Bucky frowned and pushed himself off of the couch, slowly making his way over to her. "No, Connie, don't think about it like that."
"But it's true," Connie squeaked as she stopped in front of him. "I gave up on the th-thought that you could b-be alive and I lost any h-hope in Steve ever c-coming to find m-me. How c-could I do that to both of y-you? H-how could I d-do that?"

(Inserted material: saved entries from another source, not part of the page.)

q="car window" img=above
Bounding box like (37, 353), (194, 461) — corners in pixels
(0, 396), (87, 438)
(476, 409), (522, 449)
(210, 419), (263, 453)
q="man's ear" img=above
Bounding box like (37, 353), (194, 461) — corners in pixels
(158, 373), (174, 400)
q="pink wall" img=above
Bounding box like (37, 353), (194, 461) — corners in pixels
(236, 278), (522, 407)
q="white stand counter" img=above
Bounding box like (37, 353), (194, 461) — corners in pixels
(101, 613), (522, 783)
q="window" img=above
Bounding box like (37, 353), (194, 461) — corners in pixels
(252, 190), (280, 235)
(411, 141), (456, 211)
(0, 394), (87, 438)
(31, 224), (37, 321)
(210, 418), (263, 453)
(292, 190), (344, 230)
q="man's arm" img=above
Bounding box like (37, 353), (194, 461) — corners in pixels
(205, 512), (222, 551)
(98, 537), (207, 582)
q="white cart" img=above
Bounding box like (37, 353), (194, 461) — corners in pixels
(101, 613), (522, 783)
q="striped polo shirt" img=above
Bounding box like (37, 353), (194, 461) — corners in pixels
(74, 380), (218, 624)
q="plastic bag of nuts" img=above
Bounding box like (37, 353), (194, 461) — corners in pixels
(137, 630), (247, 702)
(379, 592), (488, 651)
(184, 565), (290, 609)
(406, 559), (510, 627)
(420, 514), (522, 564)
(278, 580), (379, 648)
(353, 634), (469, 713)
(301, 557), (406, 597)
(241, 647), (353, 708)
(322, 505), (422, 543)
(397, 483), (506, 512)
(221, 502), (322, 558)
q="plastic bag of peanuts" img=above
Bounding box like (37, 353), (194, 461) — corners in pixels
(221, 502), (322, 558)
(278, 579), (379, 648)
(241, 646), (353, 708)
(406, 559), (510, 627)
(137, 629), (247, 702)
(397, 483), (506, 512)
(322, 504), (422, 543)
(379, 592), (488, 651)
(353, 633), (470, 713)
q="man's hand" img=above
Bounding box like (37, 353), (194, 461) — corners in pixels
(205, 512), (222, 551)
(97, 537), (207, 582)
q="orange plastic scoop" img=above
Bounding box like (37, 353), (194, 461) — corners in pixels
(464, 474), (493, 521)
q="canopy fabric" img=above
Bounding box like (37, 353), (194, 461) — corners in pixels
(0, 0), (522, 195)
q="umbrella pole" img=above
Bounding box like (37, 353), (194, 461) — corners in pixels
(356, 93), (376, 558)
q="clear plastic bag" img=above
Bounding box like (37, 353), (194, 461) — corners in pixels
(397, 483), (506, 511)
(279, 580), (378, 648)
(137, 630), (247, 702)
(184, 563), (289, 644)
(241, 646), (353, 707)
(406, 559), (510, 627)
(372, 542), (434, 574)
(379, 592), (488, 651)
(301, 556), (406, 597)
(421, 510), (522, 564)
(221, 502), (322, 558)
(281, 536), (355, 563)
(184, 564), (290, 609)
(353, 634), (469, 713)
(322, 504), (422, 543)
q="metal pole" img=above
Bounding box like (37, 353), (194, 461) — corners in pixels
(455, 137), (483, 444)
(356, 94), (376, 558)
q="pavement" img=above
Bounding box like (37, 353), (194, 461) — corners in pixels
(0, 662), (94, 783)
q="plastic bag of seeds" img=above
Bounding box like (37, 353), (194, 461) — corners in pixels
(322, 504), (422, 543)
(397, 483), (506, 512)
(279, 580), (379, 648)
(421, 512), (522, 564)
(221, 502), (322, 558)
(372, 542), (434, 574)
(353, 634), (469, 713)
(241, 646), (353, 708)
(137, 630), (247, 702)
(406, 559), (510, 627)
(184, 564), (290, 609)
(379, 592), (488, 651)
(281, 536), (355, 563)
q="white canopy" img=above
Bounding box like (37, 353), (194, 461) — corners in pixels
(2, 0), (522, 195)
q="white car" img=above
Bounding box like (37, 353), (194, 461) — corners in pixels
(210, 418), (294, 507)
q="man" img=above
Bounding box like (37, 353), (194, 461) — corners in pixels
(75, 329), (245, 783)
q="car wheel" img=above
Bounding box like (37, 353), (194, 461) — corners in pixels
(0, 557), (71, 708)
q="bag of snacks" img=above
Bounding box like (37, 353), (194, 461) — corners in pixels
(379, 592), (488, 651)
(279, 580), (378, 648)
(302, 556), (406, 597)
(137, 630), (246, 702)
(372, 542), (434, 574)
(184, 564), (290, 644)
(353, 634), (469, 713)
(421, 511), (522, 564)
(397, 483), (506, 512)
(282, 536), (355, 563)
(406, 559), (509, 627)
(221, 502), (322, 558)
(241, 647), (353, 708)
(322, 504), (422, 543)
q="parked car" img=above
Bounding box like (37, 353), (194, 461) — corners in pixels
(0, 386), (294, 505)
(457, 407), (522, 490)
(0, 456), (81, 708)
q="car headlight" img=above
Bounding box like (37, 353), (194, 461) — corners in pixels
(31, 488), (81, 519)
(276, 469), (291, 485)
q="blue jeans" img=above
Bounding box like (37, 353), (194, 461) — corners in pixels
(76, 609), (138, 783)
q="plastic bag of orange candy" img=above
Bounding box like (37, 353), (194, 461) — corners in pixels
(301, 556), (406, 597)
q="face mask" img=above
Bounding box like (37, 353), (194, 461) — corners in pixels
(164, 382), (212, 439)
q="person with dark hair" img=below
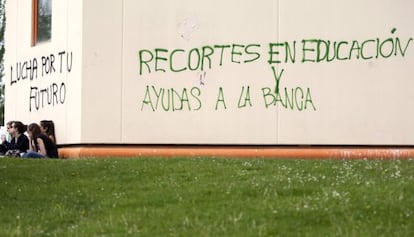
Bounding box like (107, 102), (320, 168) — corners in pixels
(23, 123), (58, 158)
(40, 120), (56, 144)
(5, 121), (14, 130)
(0, 121), (14, 154)
(0, 121), (30, 154)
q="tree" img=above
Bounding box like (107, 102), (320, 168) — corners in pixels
(0, 0), (5, 125)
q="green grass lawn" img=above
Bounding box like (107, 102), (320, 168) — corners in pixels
(0, 157), (413, 237)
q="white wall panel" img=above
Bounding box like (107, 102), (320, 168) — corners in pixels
(5, 0), (414, 145)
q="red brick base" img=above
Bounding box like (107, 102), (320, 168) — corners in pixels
(58, 146), (414, 159)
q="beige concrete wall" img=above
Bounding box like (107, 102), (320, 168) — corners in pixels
(122, 0), (279, 144)
(5, 0), (414, 145)
(4, 0), (82, 144)
(120, 0), (414, 145)
(81, 0), (123, 143)
(277, 0), (414, 145)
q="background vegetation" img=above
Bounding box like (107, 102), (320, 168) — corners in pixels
(0, 0), (6, 125)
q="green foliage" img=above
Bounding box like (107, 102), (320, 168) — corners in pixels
(37, 0), (51, 43)
(0, 0), (5, 125)
(0, 158), (413, 236)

"Connie, listen to me," Bucky spoke sternly but reassuringly. He grabbed Connie's arms gently and held her still in front of him, causing her to look up at him with glossy brown eyes and a tear-stained face. "It's not your fault. All the emotional pain you experienced and all the physical pain you endured is not your fault, but Hydra's. You stayed strong for as long as you possibly could, and I admire that about you, okay? I admire the hell out of you Constance Mae, and I am so proud of the woman you have become."
"I'm really proud of you, and I know Bucky would be as well."
Connie sucked in a breath as Steve's words repeated themselves inside her mind. Not only had Bucky referred to her by her birth name, but he had also told her he was proud of her, just as Steve told her he would be just two years ago back at S.H.I.E.L.D. headquarters in New York City. Bucky hadn't noticed it yet, but Connie definitely had, and she was more than thrilled about it. He had very subconsciously discovered the extent of his feelings for her, and Connie was sure his story about his twenty-year-long fight against Hydra had done everything to trigger it.
"You're proud of me?" Connie asked him for reassurance.
Bucky nodded and moved his hands from her arms to the sides of her face, eliciting a familiar fluttering sensation inside Connie's stomach. He wiped the tears from her face and smiled down at her. "You've overcome so much in such a short amount of time, and I can't stress just how proud I am of you for it. You're the reason why I believe I can overcome these demons that have found a home inside me; you're the reason why I haven't given up the fight yet, and I can't tell you how much that means to me personally."
Connie let out a breath as she contemplated how exactly to respond to him, but her mind could only conjure up one thing. Before Bucky could even think, Connie was pressing her lips to his, unable to hold back from him any longer. She wrapped her arms tightly around his shoulders and pulled him closer to her, while he moved his to wrap gently around her waist.
Their lips moved in perfect sync with one another, leaving the both of them in a trance of emotions. It had been far too long since the two of them had been shared such an intimate gesture with one another, and even Bucky, whose memories were still working their way to the surface, knew the gesture to be long overdue. She brought out feelings inside him that he wasn't even aware he could feel, and he welcomed it with open arms, both literally and figuratively. He never wanted to lose those feelings, and he never wanted to lose her.
"Wow," Bucky breathed out as Connie finally pulled away from him. "I can't believe I ever forgot just how amazing it felt to kiss you."
Connie chuckled lightly and kissed him again, pulling away after several more seconds and pressing her forehead against his. "Like I said, Barnes—nostalgia's a real bitch."